For the last several months I’ve been working on a manuscript to be included in an edited volume tentatively called Plant Gravitropism: Methods and Protocols. It is part of a series called Methods in Molecular Biology, published by Springer.
My contribution focuses on ROTATO, the image analysis and feedback system we use routinely in my lab to measure root gravity responses. The objective of the series is to allow “a competent scientist who is unfamiliar with the method to carry out the technique successfully at the first attempt,” which seems pretty unlikely to me. I can’t think of a single experiment that I’ve every carried out successfully on the first try, but that’s another matter. I’ve been surprised by how hard it’s been to write this, so I thought I’d do some thinking out loud to try to gain a little insight into my struggle.
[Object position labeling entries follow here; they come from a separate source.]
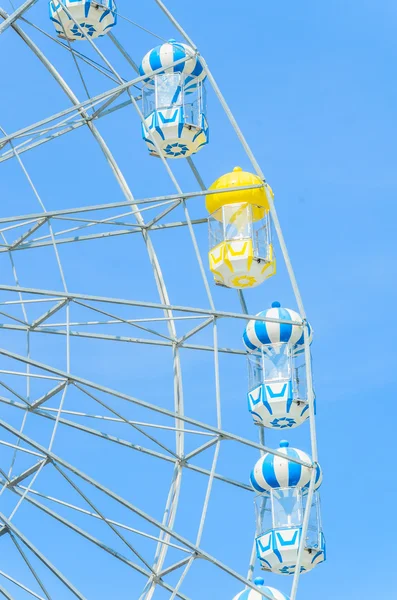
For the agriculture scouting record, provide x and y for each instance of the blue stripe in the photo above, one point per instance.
(244, 595)
(179, 53)
(285, 330)
(198, 69)
(154, 59)
(294, 470)
(255, 485)
(260, 328)
(268, 471)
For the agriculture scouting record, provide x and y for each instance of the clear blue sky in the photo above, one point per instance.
(313, 87)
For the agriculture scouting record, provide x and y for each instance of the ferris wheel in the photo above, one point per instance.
(135, 295)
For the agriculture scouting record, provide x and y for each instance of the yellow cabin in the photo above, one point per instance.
(241, 252)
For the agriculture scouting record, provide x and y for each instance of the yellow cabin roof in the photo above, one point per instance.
(239, 178)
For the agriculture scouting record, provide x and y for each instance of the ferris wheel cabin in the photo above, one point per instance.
(81, 19)
(241, 251)
(174, 101)
(277, 396)
(280, 509)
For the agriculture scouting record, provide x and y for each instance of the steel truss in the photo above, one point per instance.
(53, 312)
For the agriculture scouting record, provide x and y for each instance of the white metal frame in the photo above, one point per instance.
(136, 217)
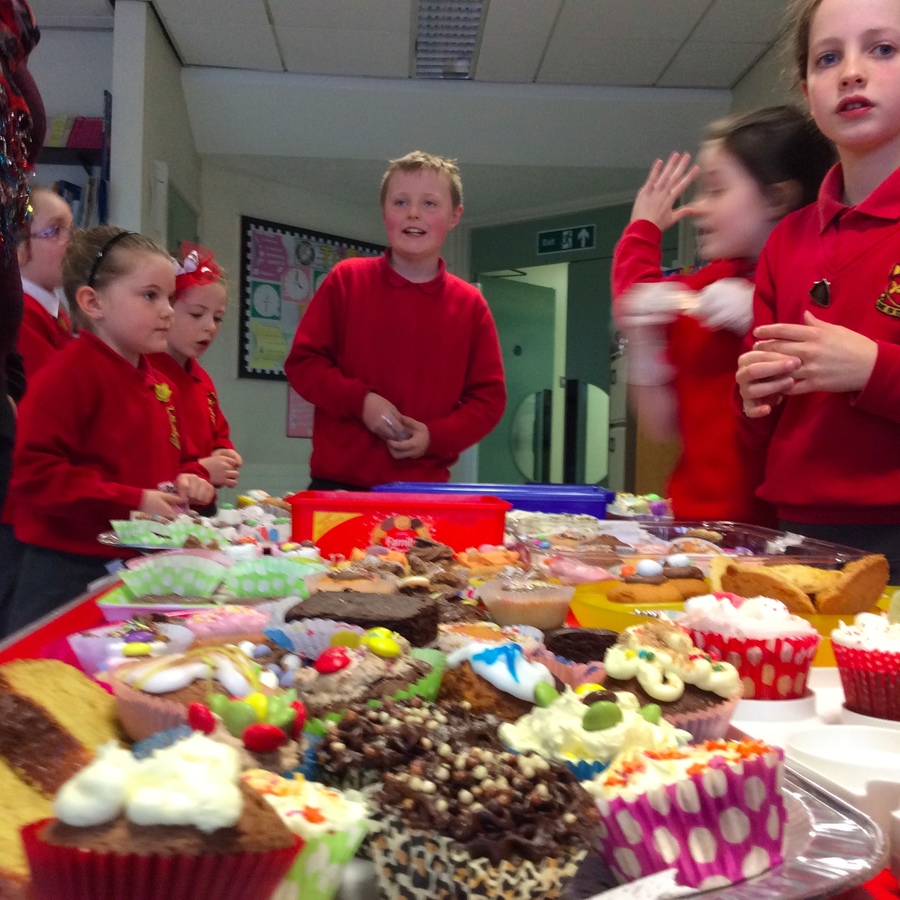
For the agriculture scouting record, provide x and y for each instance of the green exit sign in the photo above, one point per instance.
(564, 240)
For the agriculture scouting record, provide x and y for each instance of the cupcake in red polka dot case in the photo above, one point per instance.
(772, 649)
(867, 653)
(713, 812)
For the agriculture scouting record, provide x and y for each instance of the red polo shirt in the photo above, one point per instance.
(835, 457)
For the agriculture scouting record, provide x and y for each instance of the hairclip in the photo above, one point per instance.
(199, 267)
(103, 251)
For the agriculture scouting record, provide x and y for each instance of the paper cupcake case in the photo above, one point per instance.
(871, 681)
(426, 687)
(317, 873)
(70, 873)
(416, 865)
(183, 575)
(266, 577)
(718, 827)
(772, 669)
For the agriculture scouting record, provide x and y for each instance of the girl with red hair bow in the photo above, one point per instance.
(199, 306)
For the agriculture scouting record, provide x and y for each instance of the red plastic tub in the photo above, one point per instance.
(338, 521)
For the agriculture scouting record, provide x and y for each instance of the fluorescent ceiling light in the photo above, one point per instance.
(447, 37)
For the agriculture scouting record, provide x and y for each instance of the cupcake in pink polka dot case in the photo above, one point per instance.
(772, 649)
(714, 812)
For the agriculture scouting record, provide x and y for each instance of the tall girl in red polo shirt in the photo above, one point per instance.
(98, 427)
(684, 333)
(820, 381)
(199, 307)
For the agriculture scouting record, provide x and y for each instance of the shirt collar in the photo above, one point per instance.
(395, 279)
(882, 203)
(48, 299)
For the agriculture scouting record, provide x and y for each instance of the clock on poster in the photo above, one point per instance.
(281, 268)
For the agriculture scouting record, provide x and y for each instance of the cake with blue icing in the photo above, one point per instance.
(493, 678)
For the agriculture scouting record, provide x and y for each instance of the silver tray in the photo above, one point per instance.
(845, 849)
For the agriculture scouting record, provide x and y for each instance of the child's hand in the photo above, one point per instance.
(222, 472)
(236, 459)
(195, 490)
(666, 182)
(416, 445)
(727, 303)
(652, 303)
(161, 503)
(764, 379)
(381, 417)
(831, 357)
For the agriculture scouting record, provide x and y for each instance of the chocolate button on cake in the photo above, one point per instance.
(415, 618)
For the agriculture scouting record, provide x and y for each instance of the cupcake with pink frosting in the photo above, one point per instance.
(771, 648)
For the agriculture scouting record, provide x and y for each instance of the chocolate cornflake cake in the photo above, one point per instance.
(415, 618)
(367, 742)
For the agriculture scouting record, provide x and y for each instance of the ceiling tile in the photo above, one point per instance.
(656, 20)
(742, 21)
(225, 44)
(213, 12)
(588, 61)
(512, 44)
(377, 15)
(710, 65)
(328, 51)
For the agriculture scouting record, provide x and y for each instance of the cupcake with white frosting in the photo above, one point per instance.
(868, 660)
(772, 648)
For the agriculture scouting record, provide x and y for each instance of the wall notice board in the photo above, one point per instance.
(281, 267)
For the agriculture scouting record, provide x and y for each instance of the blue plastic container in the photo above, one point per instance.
(586, 499)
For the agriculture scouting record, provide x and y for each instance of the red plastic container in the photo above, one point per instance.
(338, 521)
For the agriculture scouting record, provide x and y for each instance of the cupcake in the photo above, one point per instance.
(772, 648)
(574, 655)
(369, 742)
(485, 824)
(177, 825)
(377, 665)
(524, 601)
(586, 731)
(658, 663)
(331, 823)
(156, 694)
(493, 678)
(867, 654)
(713, 812)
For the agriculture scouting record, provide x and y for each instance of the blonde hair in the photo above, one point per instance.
(419, 161)
(98, 257)
(799, 17)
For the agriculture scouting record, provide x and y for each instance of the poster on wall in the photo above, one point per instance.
(281, 268)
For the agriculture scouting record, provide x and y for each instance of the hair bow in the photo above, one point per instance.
(198, 267)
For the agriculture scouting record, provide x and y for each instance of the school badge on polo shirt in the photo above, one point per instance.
(889, 301)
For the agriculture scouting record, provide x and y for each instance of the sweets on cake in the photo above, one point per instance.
(713, 812)
(367, 742)
(772, 649)
(519, 600)
(377, 665)
(855, 588)
(154, 695)
(658, 662)
(481, 823)
(493, 678)
(650, 581)
(178, 824)
(586, 731)
(414, 618)
(867, 653)
(331, 823)
(52, 721)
I think some of my struggle has come from being too close to the method to see it with “beginner’s eyes.” I’ve been working with ROTATO since it was a pile of parts stripped from IBM PCs (we used the computer power supply for 5 V DC and the stepper motor from the floppy drive). I watched over my friend Jack’s shoulder as he wrote the software to make it work. I know the ins and outs of how it works and what makes for a good experiment. Through the years I’ve had a tough time teaching my students how to get good data with it, and I think that’s in part due to the hidden assumptions I make about it. Dragging those assumptions out into the light has been an ongoing process, and writing this paper has been helpful.
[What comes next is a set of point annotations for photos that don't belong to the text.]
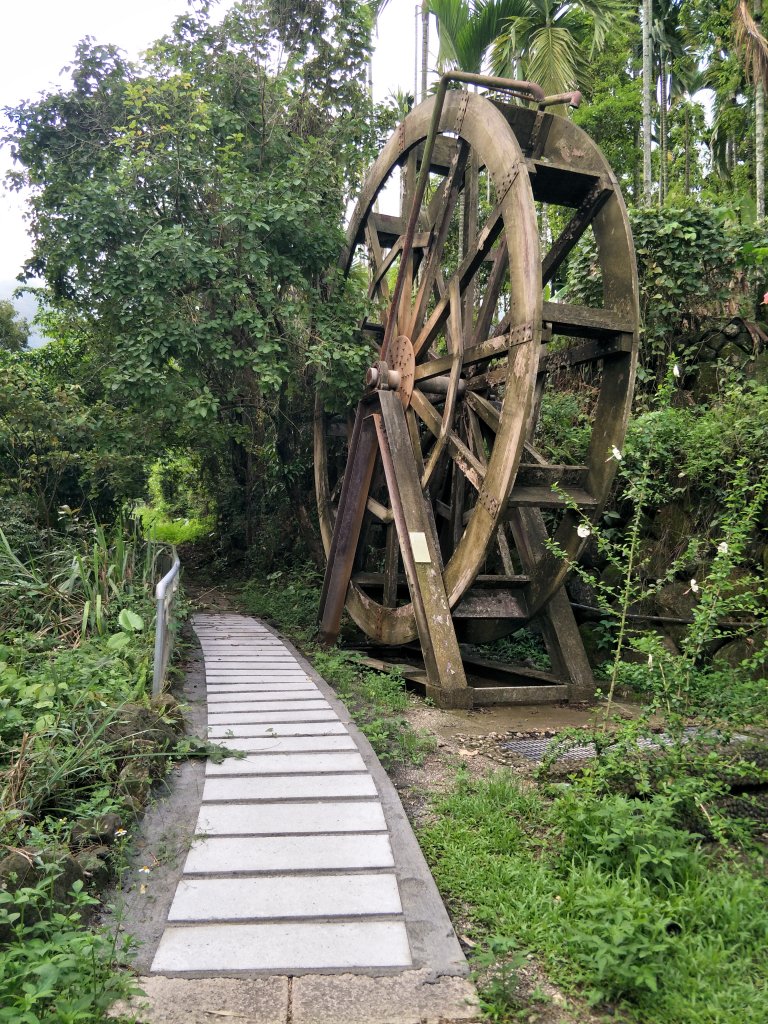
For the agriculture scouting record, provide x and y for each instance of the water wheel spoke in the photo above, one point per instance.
(493, 348)
(391, 564)
(460, 453)
(457, 333)
(484, 409)
(441, 217)
(489, 303)
(586, 213)
(464, 274)
(379, 269)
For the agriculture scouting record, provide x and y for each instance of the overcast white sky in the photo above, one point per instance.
(39, 39)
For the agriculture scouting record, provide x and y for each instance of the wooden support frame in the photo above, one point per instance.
(456, 445)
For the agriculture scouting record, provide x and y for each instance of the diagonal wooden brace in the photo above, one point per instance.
(446, 682)
(348, 522)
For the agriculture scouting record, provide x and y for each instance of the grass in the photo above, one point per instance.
(617, 897)
(80, 743)
(158, 526)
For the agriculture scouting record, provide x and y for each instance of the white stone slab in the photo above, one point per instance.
(285, 896)
(225, 708)
(288, 764)
(258, 655)
(248, 855)
(256, 675)
(292, 818)
(242, 718)
(305, 697)
(261, 687)
(242, 691)
(278, 744)
(328, 727)
(257, 787)
(295, 945)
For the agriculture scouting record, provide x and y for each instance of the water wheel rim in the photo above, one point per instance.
(475, 121)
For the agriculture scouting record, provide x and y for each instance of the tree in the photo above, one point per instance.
(547, 41)
(14, 331)
(753, 46)
(185, 212)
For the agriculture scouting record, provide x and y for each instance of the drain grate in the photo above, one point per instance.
(536, 748)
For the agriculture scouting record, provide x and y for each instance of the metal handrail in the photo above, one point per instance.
(165, 592)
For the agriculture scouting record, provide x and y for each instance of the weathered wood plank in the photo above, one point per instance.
(578, 322)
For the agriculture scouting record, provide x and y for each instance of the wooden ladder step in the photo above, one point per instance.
(483, 696)
(545, 498)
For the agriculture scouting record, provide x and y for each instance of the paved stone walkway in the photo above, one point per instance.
(294, 868)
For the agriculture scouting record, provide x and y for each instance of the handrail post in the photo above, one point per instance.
(164, 595)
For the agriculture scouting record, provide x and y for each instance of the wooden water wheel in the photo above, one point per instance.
(448, 512)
Another aspect of the struggle is with how to handle the software part of the method. I am not releasing the code (it’s not mine), and even if I could it wouldn’t do much good because of its dependence on an obsolete frame grabber card. So I’m trying to include enough detail about how it works to allow a scientist/programmer to reimplement the method. But I’m a biologist, not an engineer, so I’m struggling with how much to say and how to say it. I think this is the heart of the issue, that I’m trying to bridge the worlds of biology and engineering.
This is, in fact, what ROTATO is about, and what makes it so important. It takes pictures of a biological response and uses them to control the position of the organ doing the response. It is clever, naive in certain ways, clunky, finicky, crashy, and it works. It has allowed us to learn new things about how roots respond to gravity. So that’s what I’m trying to convey in this methods paper, how to make a ROTATO that works well enough to learn new things, of which there are plenty, I am sure.